Smart materials and active structures, includes materials that self-heal or change shape. Curtis adds: "Practical materials that morph into other shapes or self-healing materials are available in the lab now and will soon be in use in military equipment, in say five to ten years. This could mean that damage in service to perhaps an aircraft wing, for example from an accidental bird strike or ballistic impact, could be stopped from getting worse, perhaps even partially restoring performance."
These materials, known as composites, are modified fibre-reinforced plastics. Composites such as carbon fibre reinforced epoxy resins are already widely used in current aircraft such as the Typhoon Eurofighter and the joint strike fighter and are likely to feature even more extensively in future unmanned air vehicles.
In modified composites, one of the self repairing mechanisms being studied is mimicking nature, since natural organisms have a significant degree of self-repairing capability. Curtis continues: "The composite materials in development have a network of vascular structures to deliver repair materials to the site of any damage. It is hoped these could help restore the mechanical properties of military equipment and reduce the need for expensive repairs and withdrawal from service."
Research into self-healing materials is part of DSTL's work with the University of Bristol and Imperial College London, partly through the MAST consortium but also through a jointly funded project with the Engineering and Physical Sciences Research Council (EPSRC) called Crashcomps.

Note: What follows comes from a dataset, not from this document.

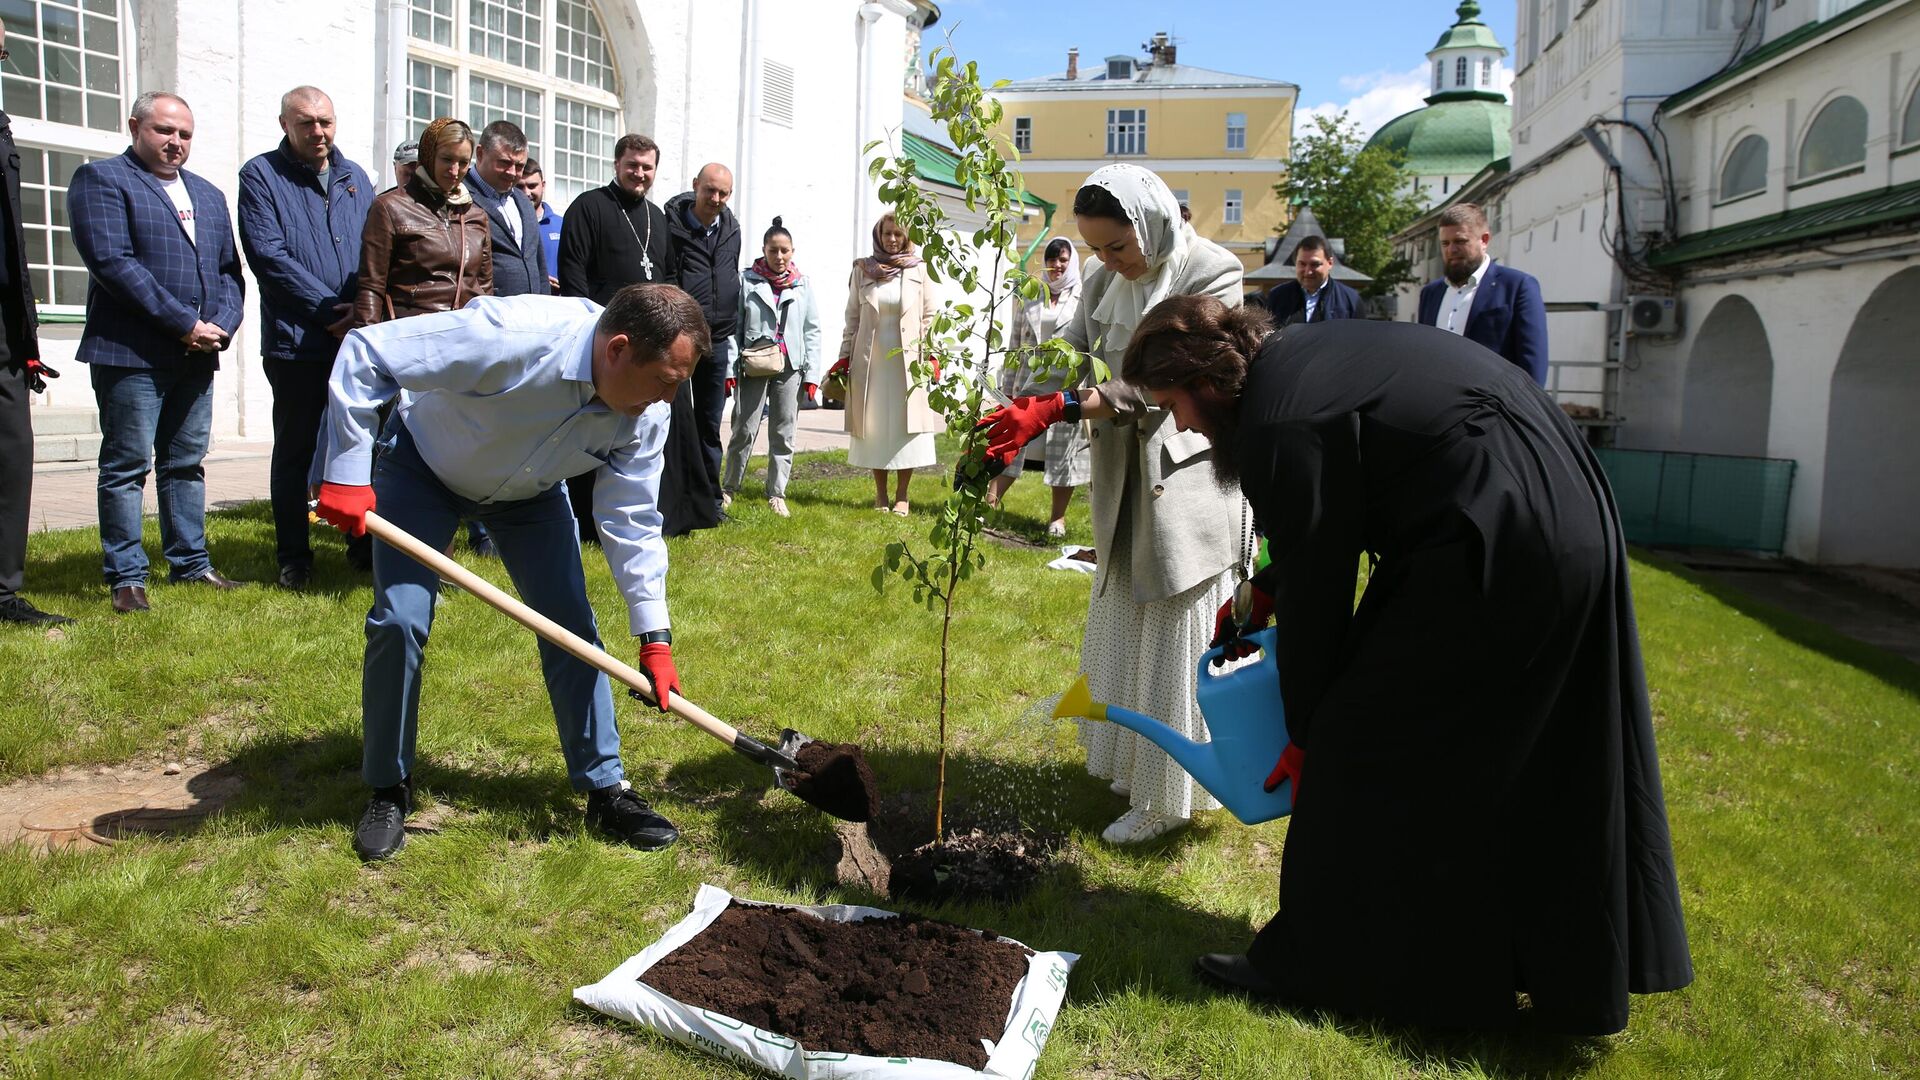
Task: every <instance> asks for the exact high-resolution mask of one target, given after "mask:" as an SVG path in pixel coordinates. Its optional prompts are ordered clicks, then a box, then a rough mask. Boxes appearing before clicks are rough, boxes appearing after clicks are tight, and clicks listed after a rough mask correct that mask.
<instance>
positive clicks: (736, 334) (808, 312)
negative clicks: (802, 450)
mask: <svg viewBox="0 0 1920 1080" xmlns="http://www.w3.org/2000/svg"><path fill="white" fill-rule="evenodd" d="M760 252H762V254H760V258H758V259H755V261H753V267H749V269H747V271H745V273H741V275H739V279H741V290H739V331H735V346H737V348H735V350H733V356H735V359H733V377H732V379H728V380H726V388H728V394H733V390H735V388H737V390H739V394H735V396H733V438H732V440H730V442H728V450H726V479H724V482H722V484H720V490H722V505H732V503H733V492H737V490H739V480H741V479H743V477H745V475H747V457H749V455H751V454H753V440H755V438H756V436H758V434H760V407H762V405H768V413H770V415H772V419H774V427H772V430H770V432H768V436H766V442H768V454H766V503H768V505H770V507H774V513H778V515H780V517H787V475H789V473H791V471H793V425H795V421H797V419H799V411H801V402H799V394H801V390H803V388H804V390H806V400H810V402H818V400H820V375H822V356H820V307H818V306H816V304H814V288H812V284H810V282H808V281H806V275H803V273H801V267H799V263H795V261H793V234H791V233H787V229H785V227H783V225H781V223H780V219H778V217H776V219H774V225H772V227H770V229H768V231H766V236H764V238H762V242H760ZM753 367H762V371H753Z"/></svg>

DSTL works with a range of companies, universities and SMEs, as James summarises: "We want the brightest and best people with great ideas for innovative research that is going to provide future options for our force protection."
Companies and universities from all over the UK have received funding from DSTL to research new developments that can provide the battle-winning edge and much of this backing has reared tangible results.
Advance Defence Materials has researched the viability of an auxetic yarn – a material that gets thicker as it is stretched. The Rugby-based SME believes that these materials could be used in combat clothing with the capability of resisting fragmentation, while remaining stretchy and comfortable to wear.
Two programmes of research undertaken by BAE Systems have also been based in material research. One involves shear thickening fluid (STF) technology and a potential material that is flexible but becomes rigid when struck, the second combines layers of materials in an interlocked sandwich, enhancing strength and toughness.
Nature has proved to be the inspiration for researchers at the University of Bristol who have turned to mollusc shells for a design template. The nacre-like tiles, a bit like the layers inside a shell, could absorb energy over a large area as the internal cells collapse pulling in neighbouring tiles.